In 1903, a controversy erupted over baseball’s origins when British sportswriter Henry Chadwick published an article speculating that baseball derived from a British game called Rounders. But baseball executive Albert Spalding disagreed. To settle the matter, the two men appointed a commission, headed by Abraham Mills, the fourth president of the National League of Professional Baseball Clubs which also included six other, sports executives. After three years, they declared that Abner Doubleday invented the national pastime. This would have been a surprise to Doubleday but good PR probably led them to name the late Civil War hero.
Regardless of its origins and history baseball is a great game that works many different muscle groups, especially the arms, thighs and lower legs. This sport also develops hand-eye coordination, quick thinking and reaction skills.
Joining a team sport is an ideal way to make friends while at the same time getting a healthy dose of exercise.
Baseball is a game played between two teams with 9 players each. The baseball playing field consists of an in-field and outfield and has four bases the player has to reach to score a run. The four bases form a ‘Diamond’ and lie in infield portion of the playing area.
There is a catcher and four infielders: third base, shortstop (positioned between third and second base), second base (positioned between second and first base), and the first baseman. Three players normally roam the outfield (left, center and right).
Game play is broken up into 9 innings with each team being allowed 3 outs per inning. Team members attempt to hit the ball and advance to the bases. A team scores every time a player is able to circle the bases and cross home plate before three outs are made in an inning.
An out is recorded every time the ball is caught in the air, or in the case of a ground ball, a fielder gets the ball to a base before the runner reaches it, or if a batter gets three strikes (a foul ball counts as a strike but a player cannot be out on a foul ball unless it is caught by an opposing player).
A strike is a pitch that crosses the plate above the batter’s knees but below the lettering in his jersey, or anything he or she chooses to swing at but misses. Any other kind of pitch is called a ball.
Once the team in the field records three outs, the teams switch, and the team that was just in the field goes in to hit.
Every player in the lineup gets one at bat before the batting order starts over again.
Any exercise that gets your heart pumping and your body sweating is a cardiovascular exercise. Cardio exercise strengthens your heart muscle and improves lung capacity. Baseball affords plenty of opportunities for cardio exercise.
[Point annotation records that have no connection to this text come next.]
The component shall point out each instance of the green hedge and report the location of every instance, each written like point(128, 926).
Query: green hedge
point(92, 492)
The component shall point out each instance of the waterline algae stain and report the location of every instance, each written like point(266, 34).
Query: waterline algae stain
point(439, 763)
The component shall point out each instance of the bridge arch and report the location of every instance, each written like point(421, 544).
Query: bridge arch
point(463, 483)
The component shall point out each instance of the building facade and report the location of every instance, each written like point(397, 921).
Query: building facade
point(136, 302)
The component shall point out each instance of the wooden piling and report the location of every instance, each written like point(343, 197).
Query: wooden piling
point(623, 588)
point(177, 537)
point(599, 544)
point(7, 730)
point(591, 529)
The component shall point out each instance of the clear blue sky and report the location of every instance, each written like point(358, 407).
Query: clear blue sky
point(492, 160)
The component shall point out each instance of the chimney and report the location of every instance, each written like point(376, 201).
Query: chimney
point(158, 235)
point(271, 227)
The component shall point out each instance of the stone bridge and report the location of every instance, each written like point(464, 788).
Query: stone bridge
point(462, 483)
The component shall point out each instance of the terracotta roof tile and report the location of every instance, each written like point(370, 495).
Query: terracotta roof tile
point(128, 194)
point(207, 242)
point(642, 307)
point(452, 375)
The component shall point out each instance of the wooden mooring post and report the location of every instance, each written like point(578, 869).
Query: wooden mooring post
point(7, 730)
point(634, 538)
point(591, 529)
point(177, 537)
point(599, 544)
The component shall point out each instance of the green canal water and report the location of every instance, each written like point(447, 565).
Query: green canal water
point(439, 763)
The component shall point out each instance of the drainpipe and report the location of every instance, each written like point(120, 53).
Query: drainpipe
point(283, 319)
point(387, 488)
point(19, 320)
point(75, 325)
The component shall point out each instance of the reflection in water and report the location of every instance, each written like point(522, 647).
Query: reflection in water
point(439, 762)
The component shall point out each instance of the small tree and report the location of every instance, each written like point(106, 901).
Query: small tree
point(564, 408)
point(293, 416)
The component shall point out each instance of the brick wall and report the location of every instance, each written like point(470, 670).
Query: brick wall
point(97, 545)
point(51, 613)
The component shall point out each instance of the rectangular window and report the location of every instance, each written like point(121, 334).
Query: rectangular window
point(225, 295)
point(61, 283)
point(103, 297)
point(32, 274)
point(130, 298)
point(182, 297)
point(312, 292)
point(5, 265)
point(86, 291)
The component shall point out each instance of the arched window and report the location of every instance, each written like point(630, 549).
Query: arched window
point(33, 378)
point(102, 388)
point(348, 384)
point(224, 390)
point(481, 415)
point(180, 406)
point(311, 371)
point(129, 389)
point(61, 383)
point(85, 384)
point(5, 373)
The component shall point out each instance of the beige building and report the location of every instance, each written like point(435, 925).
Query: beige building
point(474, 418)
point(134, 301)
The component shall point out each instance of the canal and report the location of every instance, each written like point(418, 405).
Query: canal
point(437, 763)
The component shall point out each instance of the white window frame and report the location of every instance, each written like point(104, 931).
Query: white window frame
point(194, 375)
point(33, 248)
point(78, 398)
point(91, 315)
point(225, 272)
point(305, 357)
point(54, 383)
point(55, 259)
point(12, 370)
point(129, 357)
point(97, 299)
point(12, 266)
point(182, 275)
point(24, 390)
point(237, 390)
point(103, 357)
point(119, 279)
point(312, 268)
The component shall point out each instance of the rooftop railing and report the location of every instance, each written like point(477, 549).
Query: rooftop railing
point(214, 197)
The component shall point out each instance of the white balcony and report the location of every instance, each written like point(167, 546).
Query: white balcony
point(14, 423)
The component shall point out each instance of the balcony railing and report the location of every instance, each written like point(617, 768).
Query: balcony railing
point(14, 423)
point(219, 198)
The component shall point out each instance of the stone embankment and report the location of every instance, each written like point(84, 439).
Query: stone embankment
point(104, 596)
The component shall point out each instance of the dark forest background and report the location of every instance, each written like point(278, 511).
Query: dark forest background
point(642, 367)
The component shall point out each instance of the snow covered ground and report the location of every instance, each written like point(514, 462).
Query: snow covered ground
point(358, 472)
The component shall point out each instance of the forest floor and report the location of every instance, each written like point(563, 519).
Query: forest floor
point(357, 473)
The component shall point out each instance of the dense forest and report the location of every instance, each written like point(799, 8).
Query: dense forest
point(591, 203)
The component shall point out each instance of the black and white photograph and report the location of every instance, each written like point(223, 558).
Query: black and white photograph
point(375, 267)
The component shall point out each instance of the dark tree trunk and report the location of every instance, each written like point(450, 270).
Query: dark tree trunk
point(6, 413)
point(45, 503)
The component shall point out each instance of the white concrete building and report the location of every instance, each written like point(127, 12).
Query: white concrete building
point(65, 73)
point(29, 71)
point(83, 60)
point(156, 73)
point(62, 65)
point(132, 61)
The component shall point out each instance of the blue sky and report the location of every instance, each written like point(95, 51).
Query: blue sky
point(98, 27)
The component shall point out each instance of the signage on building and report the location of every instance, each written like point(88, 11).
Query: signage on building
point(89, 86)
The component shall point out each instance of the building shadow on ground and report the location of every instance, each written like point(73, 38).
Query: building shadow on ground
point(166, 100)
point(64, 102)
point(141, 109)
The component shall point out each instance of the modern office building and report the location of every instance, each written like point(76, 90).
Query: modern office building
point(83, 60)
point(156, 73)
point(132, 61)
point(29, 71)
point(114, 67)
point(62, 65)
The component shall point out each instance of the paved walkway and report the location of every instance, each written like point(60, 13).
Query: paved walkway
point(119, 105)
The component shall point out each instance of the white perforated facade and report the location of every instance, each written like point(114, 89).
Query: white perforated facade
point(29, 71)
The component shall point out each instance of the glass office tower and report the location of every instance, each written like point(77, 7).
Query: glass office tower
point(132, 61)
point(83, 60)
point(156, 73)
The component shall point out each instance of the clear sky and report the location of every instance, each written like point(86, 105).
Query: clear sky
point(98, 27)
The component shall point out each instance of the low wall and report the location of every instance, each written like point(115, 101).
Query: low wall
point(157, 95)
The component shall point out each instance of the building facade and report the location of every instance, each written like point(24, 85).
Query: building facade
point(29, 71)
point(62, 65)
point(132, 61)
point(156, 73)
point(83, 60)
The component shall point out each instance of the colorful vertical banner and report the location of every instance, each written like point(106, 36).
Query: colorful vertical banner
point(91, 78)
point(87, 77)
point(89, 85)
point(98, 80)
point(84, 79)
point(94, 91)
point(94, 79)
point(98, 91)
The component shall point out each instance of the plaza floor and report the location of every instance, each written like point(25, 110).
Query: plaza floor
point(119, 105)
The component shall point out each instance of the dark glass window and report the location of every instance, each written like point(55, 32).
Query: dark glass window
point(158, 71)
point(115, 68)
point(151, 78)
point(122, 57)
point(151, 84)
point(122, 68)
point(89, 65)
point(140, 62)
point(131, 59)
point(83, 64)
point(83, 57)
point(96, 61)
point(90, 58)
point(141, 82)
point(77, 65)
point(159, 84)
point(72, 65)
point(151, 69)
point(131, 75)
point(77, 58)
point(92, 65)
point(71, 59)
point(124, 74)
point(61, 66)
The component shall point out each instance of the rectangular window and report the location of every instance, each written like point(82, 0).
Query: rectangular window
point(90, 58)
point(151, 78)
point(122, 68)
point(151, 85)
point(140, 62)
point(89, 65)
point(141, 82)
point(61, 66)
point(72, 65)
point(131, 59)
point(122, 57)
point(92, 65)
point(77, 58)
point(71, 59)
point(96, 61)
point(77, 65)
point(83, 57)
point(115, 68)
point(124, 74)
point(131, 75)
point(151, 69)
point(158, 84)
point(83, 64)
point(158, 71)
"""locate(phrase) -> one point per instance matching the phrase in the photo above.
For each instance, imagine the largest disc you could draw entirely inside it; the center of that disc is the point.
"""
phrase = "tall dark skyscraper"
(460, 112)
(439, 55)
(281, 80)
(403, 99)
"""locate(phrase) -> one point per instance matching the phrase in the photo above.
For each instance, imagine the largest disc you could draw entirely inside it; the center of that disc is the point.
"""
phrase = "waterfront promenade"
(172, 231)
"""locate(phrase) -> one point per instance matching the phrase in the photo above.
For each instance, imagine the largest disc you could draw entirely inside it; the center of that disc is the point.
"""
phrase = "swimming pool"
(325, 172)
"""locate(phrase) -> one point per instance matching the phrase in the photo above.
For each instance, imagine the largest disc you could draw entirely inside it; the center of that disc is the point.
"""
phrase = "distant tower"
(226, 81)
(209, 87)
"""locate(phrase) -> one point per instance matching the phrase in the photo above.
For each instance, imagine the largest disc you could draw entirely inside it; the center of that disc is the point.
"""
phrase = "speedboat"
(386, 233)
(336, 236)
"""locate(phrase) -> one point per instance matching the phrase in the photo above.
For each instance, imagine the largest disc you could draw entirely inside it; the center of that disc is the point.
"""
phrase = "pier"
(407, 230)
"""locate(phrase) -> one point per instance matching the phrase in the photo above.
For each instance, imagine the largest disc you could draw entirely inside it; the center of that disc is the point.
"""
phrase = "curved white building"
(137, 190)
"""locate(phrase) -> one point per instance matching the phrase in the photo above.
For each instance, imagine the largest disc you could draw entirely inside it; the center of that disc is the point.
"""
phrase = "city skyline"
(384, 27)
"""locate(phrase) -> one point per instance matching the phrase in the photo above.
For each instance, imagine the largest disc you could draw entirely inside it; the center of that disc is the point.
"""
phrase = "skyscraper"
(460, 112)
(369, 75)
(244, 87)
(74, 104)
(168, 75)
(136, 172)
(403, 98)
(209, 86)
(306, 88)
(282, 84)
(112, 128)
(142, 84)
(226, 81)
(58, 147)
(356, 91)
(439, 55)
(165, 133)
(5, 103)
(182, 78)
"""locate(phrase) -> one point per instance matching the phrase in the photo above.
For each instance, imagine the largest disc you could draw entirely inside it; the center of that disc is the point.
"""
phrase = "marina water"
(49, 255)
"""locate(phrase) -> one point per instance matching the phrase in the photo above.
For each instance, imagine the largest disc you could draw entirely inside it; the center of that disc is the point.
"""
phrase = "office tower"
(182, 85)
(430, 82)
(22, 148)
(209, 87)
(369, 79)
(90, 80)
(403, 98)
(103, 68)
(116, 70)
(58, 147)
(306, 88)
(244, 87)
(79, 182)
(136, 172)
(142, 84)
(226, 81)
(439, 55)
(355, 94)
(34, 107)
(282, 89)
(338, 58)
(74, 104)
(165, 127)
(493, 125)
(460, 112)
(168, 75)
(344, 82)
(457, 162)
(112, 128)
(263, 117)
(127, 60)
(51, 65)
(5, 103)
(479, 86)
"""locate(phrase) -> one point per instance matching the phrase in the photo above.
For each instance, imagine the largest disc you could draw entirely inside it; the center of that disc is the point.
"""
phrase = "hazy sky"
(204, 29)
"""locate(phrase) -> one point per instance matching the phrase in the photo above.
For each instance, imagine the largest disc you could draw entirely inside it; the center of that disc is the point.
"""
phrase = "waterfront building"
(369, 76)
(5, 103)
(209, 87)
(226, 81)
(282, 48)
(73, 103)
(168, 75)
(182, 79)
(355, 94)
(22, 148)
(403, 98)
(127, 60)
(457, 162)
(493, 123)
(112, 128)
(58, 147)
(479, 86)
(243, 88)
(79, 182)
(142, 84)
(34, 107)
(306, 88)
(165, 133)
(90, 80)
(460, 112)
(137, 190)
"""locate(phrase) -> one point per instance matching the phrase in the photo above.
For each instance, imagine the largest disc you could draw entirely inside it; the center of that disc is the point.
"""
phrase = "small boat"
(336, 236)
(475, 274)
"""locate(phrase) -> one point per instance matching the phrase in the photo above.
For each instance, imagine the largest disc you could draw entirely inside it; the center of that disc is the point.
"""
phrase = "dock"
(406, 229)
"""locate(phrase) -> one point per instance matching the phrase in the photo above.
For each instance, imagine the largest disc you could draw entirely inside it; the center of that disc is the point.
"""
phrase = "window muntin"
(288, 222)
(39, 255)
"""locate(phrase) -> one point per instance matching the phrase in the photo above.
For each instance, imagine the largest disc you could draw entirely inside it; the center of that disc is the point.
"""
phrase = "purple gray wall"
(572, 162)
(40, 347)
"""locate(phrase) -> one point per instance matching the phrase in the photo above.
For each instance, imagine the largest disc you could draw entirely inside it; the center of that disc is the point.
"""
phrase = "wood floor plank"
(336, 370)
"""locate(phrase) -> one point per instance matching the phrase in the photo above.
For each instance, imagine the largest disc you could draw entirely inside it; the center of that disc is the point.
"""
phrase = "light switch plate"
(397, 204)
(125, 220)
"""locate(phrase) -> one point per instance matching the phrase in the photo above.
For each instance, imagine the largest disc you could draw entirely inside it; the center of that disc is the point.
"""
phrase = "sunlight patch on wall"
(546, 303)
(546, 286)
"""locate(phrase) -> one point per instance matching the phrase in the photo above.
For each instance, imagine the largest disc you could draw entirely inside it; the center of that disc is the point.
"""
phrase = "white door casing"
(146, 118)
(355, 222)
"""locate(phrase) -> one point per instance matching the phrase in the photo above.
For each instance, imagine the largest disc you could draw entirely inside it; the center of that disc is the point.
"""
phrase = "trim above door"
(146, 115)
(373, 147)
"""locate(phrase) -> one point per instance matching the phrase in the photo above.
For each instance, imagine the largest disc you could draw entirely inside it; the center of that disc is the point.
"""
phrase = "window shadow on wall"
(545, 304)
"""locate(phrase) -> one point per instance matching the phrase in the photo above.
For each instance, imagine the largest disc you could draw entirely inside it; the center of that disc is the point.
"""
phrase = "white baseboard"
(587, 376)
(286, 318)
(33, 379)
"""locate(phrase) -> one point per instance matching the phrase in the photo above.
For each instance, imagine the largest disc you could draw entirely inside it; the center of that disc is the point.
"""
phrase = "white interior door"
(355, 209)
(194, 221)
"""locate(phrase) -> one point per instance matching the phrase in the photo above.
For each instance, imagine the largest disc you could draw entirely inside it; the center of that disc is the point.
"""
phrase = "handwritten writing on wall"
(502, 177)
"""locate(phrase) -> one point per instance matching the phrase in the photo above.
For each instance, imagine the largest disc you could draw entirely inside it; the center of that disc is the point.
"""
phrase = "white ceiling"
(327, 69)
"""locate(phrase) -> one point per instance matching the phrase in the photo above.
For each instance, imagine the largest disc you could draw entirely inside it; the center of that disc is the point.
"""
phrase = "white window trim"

Muscle Strength. Swinging a baseball bat, throwing the ball and catching the ball build arm strength and improve joint flexibility. These activities involve all the muscles of the arms, including the biceps, triceps, and the muscles of the chest and shoulders. Baseball recruits all of the major muscle groups in your legs.
Moving laterally, throwing and squatting down to retrieve a ball engages your glutes, quadriceps, hamstrings and calf muscles.
Calorie Burn. Regular physical activity also boosts your metabolism to help your body burn calories all day long and reduces body fat. Baseball players also have to run a lot, especially during training sessions. Swinging the bat, running the bases, catching the ball, and even walking to and from the dugout are physical exercises that can keep your metabolism revved up and burning calories. An average person will burn between 355 – 600 calories per hour.
Eye-Hand Coordination. Throwing and fielding the ball and especially batting require good eye-hand coordination.
Other Benefits of Baseball
One of the best things about baseball (and softball) is that it’s a fun game for all ages and abilities. This is an excellent opportunity to get involved in a fun, competitive sport that improves a variety of physical skills, as well as strategy, and sportsmanship, through the benefit of teamwork. Playing baseball would surely do wonders for you. The health benefits you receive are surely worth it.
How to Find a Team
For kids schools often have teams but there are also plenty of opportunities to play Little League. Find a Little League team in your area.
For adults, whether you’re a hardcore hitter or just like the social aspect of a beer league, there’s something out there for you, too. Step up to the plate! or check with your local Parks and Recreation Department
Not interested in joining a league? No problem. Just grab a glove, a bat, a ball and a friend, or 12, and get out there. Many local parks have baseball diamonds, or just do it old school, “sand lot” style and make your own.